AI chatbots like ChatGPT are known to sometimes make up realistic sounding but incorrect information, a process known as “hallucination.”
The problem has already cropped up several times in U.S. courts, including in filings from Donald Trump’s former lawyer Michael Cohen.
Meanwhile, the Law Society of BC has confirmed it is probing the incident.
“The Law Society is investigating the conduct of Chong Ke … who is alleged to have relied, in submissions to the court, on non-existent case law identified by ChatGPT,” the organization said in a statement.
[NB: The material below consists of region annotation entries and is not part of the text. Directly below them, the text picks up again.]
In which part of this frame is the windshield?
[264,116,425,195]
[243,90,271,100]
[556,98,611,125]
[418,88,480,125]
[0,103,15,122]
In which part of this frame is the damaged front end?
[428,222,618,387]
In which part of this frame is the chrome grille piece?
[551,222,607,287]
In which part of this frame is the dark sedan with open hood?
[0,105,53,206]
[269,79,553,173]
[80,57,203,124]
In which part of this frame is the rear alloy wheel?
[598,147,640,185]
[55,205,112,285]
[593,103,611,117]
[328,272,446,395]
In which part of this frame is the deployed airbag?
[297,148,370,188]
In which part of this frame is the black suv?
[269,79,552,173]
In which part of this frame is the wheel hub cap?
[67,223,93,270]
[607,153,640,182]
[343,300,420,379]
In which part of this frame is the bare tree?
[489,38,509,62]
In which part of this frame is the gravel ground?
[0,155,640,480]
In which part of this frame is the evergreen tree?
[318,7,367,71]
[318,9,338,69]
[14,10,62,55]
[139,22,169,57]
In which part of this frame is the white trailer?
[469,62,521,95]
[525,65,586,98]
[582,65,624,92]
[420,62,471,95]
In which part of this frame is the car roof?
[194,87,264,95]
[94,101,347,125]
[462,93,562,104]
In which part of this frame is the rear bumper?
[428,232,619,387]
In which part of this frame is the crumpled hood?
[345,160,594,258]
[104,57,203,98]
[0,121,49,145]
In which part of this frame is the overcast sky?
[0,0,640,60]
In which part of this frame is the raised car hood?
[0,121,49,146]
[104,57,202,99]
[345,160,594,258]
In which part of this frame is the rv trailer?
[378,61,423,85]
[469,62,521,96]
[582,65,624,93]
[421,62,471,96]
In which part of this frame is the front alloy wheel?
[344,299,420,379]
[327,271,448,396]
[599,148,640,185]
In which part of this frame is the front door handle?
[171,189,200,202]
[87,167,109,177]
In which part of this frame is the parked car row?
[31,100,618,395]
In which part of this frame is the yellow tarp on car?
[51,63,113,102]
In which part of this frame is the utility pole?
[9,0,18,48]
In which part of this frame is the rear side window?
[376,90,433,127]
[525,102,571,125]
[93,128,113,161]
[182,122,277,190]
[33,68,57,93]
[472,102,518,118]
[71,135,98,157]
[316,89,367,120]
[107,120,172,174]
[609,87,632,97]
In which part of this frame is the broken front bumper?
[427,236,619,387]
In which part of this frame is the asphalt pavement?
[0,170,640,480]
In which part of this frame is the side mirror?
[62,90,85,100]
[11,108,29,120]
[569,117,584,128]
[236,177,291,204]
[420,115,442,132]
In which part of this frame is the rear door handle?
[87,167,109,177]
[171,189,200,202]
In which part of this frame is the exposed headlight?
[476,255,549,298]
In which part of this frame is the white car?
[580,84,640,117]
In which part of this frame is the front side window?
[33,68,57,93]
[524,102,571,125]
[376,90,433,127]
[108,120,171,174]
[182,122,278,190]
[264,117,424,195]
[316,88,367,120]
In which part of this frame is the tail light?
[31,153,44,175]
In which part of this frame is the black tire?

“The Law Society has also issued guidance to lawyers on the appropriate use of AI in providing legal services and expects lawyers to comply with the standards of conduct expected of a competent lawyer if they do rely on AI in serving their clients.”
The Chief Justice of the B.C. Supreme Court also issued a directive last March telling judges not to use AI, and Canada’s federal court followed suit last month.
While the artificial cases were not ultimately relied on in court proceedings, Justice David Masuhara said that the court is always concerned, at every moment, with the integrity of the process.
The MacLeans are slated to argue why Ke should be held financially accountable in the incident on Friday.